A streamlined approach to online linguistic surveys


More and more researchers in linguistics use large-scale experiments to test hypotheses about the data they research, in addition to more traditional informant work. In this paper we describe a new set of free, open-source tools that allow linguists to post studies online, turktools. These tools allow for the creation of a wide range of linguistic tasks, including grammaticality surveys, sentence completion tasks, and picture-matching tasks, allowing for easily implemented large-scale linguistic studies. Our tools further help streamline the design of such experiments and assist in the extraction and analysis of the resulting data. Surveys created using the tools described in this paper can be posted on Amazon’s Mechanical Turk service, a popular crowdsourcing platform that mediates between ‘Requesters’ who can post surveys online and ‘Workers’ who complete them. This allows many linguistic surveys to be completed within hours or days and at relatively low costs. Alternatively, researchers can host these randomized experiments on their own servers using a supplied server-side component.

  1. 1.

    In AMT jargon, these tasks are called Human Intelligence Tasks, or HITs. The organization of linguistic surveys into HITs will be discussed in the Appendix (online).

  2. 2.

    The process of designing an experiment can itself be very valuable. As is often the case, expanding the scope of one’s investigation can lead to interesting findings about the factors that affect the phenomenon in question.

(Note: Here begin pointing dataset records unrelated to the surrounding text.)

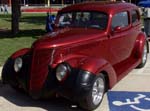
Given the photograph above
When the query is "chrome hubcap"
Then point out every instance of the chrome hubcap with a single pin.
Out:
(98, 91)
(144, 54)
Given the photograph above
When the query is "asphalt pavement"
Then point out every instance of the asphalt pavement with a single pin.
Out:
(136, 81)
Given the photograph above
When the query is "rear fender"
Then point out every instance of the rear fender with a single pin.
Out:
(139, 45)
(20, 53)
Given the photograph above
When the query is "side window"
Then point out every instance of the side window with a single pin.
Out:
(134, 15)
(120, 19)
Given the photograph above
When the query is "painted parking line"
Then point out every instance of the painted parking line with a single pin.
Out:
(129, 101)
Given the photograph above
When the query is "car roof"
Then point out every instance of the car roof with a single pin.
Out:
(107, 7)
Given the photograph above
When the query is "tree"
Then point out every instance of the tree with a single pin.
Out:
(16, 11)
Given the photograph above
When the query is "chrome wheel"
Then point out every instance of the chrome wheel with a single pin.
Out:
(98, 90)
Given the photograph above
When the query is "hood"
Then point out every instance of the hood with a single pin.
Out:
(67, 36)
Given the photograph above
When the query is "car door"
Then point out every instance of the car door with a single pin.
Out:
(121, 42)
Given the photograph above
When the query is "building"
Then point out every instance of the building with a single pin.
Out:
(43, 2)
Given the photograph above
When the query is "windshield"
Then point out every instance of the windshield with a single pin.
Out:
(83, 19)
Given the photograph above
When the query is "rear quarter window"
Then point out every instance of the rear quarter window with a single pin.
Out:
(134, 16)
(120, 19)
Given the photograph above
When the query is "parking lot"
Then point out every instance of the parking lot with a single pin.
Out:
(135, 82)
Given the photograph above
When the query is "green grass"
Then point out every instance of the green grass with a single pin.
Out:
(32, 26)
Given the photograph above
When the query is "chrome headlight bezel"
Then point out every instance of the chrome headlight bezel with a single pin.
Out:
(18, 63)
(62, 72)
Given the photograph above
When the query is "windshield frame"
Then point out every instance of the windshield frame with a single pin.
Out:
(80, 11)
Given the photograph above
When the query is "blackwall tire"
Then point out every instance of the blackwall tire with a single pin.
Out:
(95, 95)
(144, 57)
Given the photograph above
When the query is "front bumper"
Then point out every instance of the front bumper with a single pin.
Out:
(76, 86)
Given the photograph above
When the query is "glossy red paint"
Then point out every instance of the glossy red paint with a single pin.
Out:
(114, 52)
(20, 53)
(79, 47)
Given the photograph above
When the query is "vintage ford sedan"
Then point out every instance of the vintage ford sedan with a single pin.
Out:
(92, 47)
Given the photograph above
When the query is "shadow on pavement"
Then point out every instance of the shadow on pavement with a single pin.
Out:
(23, 100)
(34, 33)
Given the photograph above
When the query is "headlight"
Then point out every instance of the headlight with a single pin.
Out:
(61, 72)
(18, 64)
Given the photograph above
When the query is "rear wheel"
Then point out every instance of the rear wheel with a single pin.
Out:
(144, 57)
(95, 95)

Although this goal by itself can be achieved without experimentation, we believe that the exercise of turning a theoretical research question into a testable set of experimental predictions can inform one’s thinking about the problem.

  3. 3.

    Participants in university lab settings often tend to be college students, and hence have a restricted distribution of age, education, and socio-economic status.

  4. 4.

    An anonymous reviewer asks whether there has been a comparison of AMT and lab data for tasks involving timing, for example for Self-Paced Reading. To the best of our knowledge, although there is ongoing work attempting to answer this question (see Tily and Gibson 2015), there are no published results.

  5. 5.

    A screen capture of this map can be found at http://turktools.net/crowdsourcing/.

  6. 6.

    Data collected on April 24, 2013. The vast majority of experiments were on English and restricted IP addresses of workers to within the US. Our experiments request that workers participate in each experiment only once.

  7. 7.

    The only quantitative data cited by Fort et al. (2011) to motivate this concern comes from Little (2009) who reports that, over a 75 day period in their lab at MIT’s Computer Science and Artificial Intelligence Lab, 22 % of their workers completed 80 % of their the tasks that they posted on AMT. However, these tasks are not linguistic experiments that request that workers participate only once per experiment, unlike for the results we report above from the Experimental Syntax-Semantics Lab at MIT.

  8. 8.

    For example, Cowart (1997, 2012) gives practical suggestions for systematically constructing item paradigms in Excel. Myers (2009b) presents MiniJudge, a tool designed to facilitating this process of constructing linguistic stimuli online.

  9. 9.

    Our supplied skeletons support choices introduced with buttons below the sentence, as in Fig. 1, or with a drop-down menu.

  10. 10.

    Some of these modifications require custom JavaScript programming in the template. Our own templates utilize the jQuery JavaScript library (http://jquery.com/), and we recommend its use for such custom programming.

  11. 11.

    Turktools is an ongoing, open-source project. The documentation will be continuously updated as necessary, and we encourage contributions by other users. Details can be found at: http://turktools.net/use/.

  12. 12.

    At the time of writing, these tools require the use of Python 2.6.x or 2.7.x, available at http://python.org. However, the tools described here and their prerequisites and usage are subject to change. Please consult the latest information at http://turktools.net before using these tools.

  13. 13.

    In the interest of space, we do not critically review the Gibson et al. (2011) paper and turkolizer tool.

  14. 14.

    The strengths and increased flexibility of WebExp and Ibex come with a higher technical barrier to entry than turktools, both in terms of experiment creation and in the deployment of their experiments. Both are written as server-side software packages that are designed to run on the researchers’ own servers, configured in a particular way. To recruit participants for WebExp/Ibex experiments on AMT, a simple template is used in AMT to redirect participants to the externally-hosted survey. AMT provides a sample template, called “Survey Link,” for such purposes. An additional step of cross-referencing submissions between the AMT and WebExp/Ibex submission results is then necessary in order to verify experiment participation in order to pay participants on AMT.


For helpful comments and discussion of this paper and the associated tools, we would like to thank Martin Hackl, David Pesetsky, Coppe van Urk, and participants of our 2013 workshop at MIT on designing linguistic experiments for Mechanical Turk. The current paper has also greatly benefited from the feedback of four anonymous NLLT reviewers, as well as the editor Marcel den Dikken. Any and all errors are ours.